Centrosome movements in vivo correlate with specific neurite formation downstream of LIM homeodomain transcription factor activity

Abstract

Neurons must develop complex structure to form proper connections in the nervous system. The initiation of axons in defined locations on the cell body and their extension to synaptic targets are critical steps in neuronal morphogenesis, yet the mechanisms controlling axon formation in vivo are poorly understood. The centrosome has been implicated in multiple aspects of neuronal morphogenesis; however, its function in axon development is under debate. Conflicting results from studies of centrosome function in axonogenesis suggest that its role is context dependent and underscore the importance of studying centrosome function as neurons develop in their natural environment. Using live imaging of zebrafish Rohon-Beard (RB) sensory neurons in vivo, we discovered a spatiotemporal relationship between centrosome position and the formation of RB peripheral, but not central, axons.

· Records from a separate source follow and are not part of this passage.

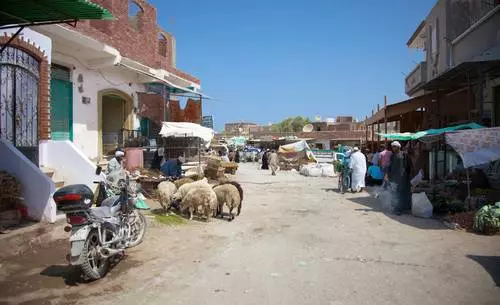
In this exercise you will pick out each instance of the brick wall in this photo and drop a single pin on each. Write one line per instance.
(140, 43)
(44, 86)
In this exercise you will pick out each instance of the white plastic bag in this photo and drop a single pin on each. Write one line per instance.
(314, 172)
(421, 206)
(385, 197)
(416, 180)
(327, 170)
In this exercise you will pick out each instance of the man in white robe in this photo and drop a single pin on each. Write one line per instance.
(358, 167)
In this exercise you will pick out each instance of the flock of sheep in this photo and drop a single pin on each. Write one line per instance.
(199, 196)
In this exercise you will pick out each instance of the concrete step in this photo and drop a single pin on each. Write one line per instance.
(51, 173)
(48, 171)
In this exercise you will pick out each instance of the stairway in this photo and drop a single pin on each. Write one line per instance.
(51, 173)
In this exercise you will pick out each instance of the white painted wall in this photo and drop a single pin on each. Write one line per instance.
(37, 188)
(85, 116)
(70, 164)
(42, 41)
(326, 143)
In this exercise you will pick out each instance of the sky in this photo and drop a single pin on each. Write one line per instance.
(265, 60)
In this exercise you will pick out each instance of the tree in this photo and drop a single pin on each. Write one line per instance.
(291, 124)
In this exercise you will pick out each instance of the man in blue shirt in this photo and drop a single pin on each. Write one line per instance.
(172, 168)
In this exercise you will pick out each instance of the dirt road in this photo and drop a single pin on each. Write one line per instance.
(296, 242)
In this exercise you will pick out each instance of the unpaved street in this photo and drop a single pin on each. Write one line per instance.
(296, 242)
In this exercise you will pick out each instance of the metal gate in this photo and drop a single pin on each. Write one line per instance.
(19, 84)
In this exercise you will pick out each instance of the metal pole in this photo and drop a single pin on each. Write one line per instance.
(468, 183)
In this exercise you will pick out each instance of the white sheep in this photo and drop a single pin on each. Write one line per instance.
(184, 189)
(166, 191)
(228, 194)
(200, 197)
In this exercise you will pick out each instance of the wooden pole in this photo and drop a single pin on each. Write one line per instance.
(366, 131)
(385, 113)
(378, 128)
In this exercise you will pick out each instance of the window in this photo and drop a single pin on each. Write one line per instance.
(162, 45)
(134, 14)
(434, 39)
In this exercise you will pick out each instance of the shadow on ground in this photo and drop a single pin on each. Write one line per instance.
(491, 264)
(375, 205)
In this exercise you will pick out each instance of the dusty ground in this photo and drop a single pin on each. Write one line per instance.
(296, 242)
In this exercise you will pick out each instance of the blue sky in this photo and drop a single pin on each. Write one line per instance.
(266, 60)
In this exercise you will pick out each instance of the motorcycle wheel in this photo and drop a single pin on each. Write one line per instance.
(94, 266)
(138, 229)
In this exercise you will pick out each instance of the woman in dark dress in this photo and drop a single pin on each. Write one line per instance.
(265, 160)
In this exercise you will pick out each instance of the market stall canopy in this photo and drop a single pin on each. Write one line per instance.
(184, 129)
(477, 146)
(408, 136)
(35, 12)
(238, 141)
(297, 147)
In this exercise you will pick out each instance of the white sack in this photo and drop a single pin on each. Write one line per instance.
(421, 206)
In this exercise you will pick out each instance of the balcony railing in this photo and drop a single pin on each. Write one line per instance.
(464, 14)
(416, 79)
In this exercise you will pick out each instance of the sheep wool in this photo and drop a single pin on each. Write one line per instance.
(182, 181)
(166, 191)
(228, 194)
(183, 190)
(200, 197)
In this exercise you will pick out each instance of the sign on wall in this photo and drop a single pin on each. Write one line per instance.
(207, 121)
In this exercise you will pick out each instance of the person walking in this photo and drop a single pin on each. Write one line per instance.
(385, 158)
(358, 168)
(399, 174)
(265, 160)
(273, 162)
(116, 164)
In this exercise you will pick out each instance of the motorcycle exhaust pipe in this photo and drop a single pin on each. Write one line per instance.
(106, 252)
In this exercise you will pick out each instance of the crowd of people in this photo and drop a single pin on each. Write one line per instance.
(388, 165)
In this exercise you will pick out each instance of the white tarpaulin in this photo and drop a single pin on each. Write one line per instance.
(291, 150)
(476, 146)
(183, 129)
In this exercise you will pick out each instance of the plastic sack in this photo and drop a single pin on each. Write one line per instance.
(385, 197)
(421, 206)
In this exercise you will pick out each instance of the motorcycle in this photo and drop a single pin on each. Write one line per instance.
(100, 233)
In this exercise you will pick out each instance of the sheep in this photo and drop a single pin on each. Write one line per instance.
(182, 181)
(166, 191)
(200, 197)
(230, 195)
(184, 189)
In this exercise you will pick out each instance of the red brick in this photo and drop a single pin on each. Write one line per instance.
(141, 45)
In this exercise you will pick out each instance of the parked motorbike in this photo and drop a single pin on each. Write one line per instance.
(100, 233)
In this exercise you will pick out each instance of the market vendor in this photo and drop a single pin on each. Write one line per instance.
(116, 164)
(399, 173)
(374, 175)
(173, 167)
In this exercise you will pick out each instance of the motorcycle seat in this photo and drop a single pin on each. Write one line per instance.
(110, 207)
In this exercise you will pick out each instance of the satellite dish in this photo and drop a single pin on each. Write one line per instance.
(308, 128)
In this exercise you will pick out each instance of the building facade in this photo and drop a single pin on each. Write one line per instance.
(461, 44)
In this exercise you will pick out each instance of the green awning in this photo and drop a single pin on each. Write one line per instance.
(407, 136)
(36, 12)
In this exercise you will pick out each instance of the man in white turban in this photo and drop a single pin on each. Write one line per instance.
(116, 164)
(358, 167)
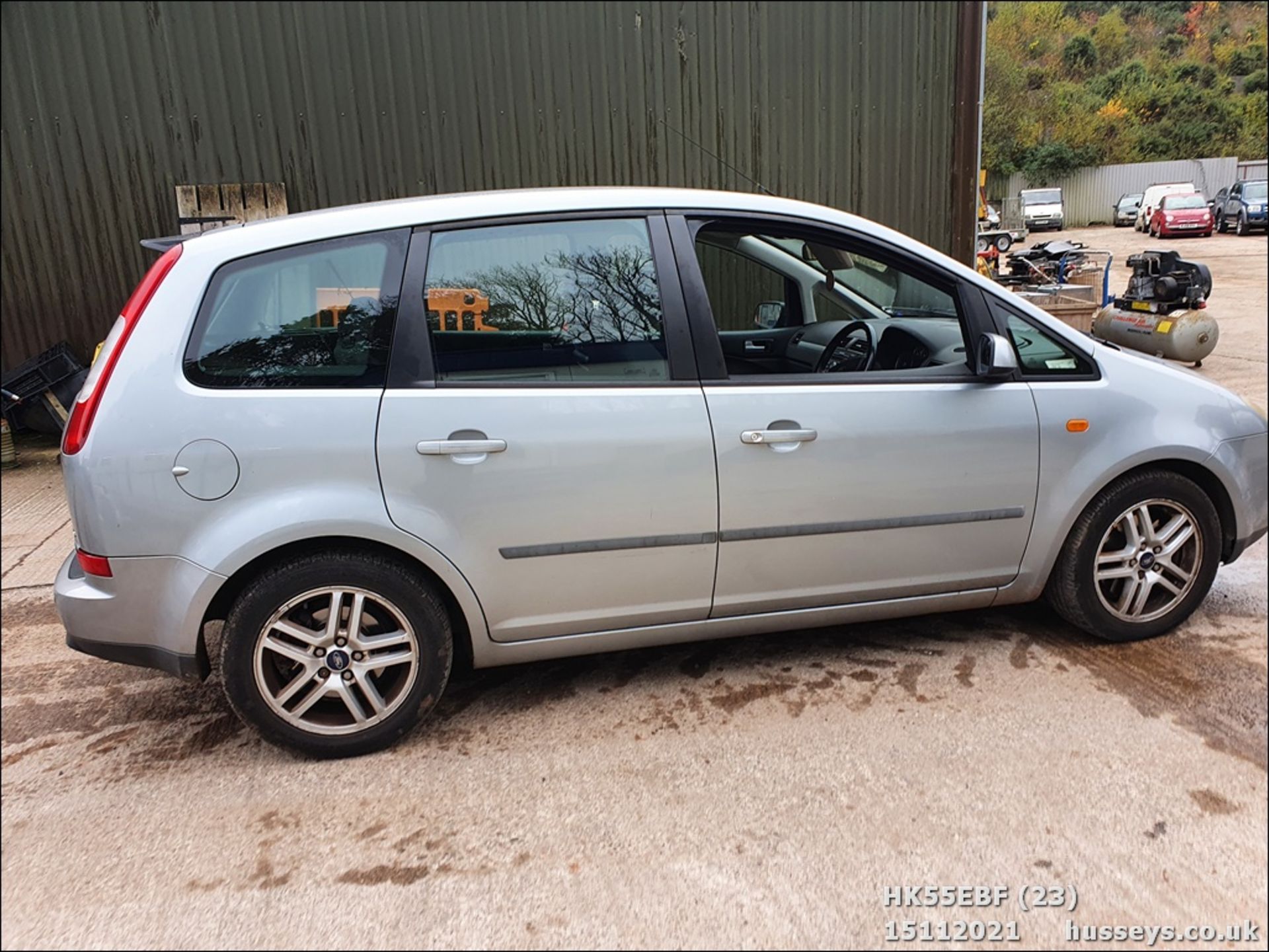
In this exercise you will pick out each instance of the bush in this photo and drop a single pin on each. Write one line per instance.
(1079, 55)
(1247, 60)
(1056, 160)
(1197, 74)
(1112, 84)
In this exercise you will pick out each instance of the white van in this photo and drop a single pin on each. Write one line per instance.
(1042, 208)
(1150, 201)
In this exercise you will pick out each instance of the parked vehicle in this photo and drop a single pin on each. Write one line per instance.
(362, 499)
(1125, 211)
(1042, 208)
(1245, 204)
(1182, 213)
(1150, 201)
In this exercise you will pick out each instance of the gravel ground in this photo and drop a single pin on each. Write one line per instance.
(735, 794)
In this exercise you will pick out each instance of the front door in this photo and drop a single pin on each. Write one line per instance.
(865, 460)
(558, 458)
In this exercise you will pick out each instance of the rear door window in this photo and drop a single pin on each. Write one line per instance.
(553, 302)
(315, 314)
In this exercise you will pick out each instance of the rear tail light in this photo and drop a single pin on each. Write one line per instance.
(96, 566)
(91, 396)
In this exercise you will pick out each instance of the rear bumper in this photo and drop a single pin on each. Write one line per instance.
(149, 614)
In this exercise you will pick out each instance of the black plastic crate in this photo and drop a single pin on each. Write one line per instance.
(41, 373)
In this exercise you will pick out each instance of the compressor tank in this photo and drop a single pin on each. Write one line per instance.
(1183, 335)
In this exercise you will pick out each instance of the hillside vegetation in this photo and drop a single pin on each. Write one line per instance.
(1075, 84)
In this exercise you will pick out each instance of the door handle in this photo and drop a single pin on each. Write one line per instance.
(456, 448)
(764, 437)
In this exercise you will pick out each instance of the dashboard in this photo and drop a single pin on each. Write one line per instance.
(903, 344)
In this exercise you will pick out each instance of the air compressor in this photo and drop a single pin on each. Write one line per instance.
(1164, 310)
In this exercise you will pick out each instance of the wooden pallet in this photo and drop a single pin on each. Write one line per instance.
(238, 202)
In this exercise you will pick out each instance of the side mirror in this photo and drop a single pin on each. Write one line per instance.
(997, 358)
(769, 313)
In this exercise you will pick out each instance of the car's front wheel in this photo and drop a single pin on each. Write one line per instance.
(336, 653)
(1140, 558)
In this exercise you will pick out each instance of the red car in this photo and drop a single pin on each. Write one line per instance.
(1182, 213)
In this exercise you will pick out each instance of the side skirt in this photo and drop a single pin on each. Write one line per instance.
(488, 655)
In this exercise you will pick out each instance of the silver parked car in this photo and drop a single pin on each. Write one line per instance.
(525, 425)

We tested centrosome function by laser ablation and found that centrosome disruption inhibited peripheral axon outgrowth. In addition, we show that centrosome position and motility are regulated by LIM homeodomain transcription factor activity, which is specifically required for the development of RB peripheral axons. Furthermore, we show a correlation between centrosome mislocalization and ectopic axon formation in bashful (laminin alpha 1) mutants. Thus, both intrinsic transcription factor activity and extracellular cues can influence centrosome position and axon formation in vivo. This study presents the first positive association between the centrosome and axon formation in vivo and suggests that the centrosome is important for differential neurite formation in neurons with complex axonal morphologies.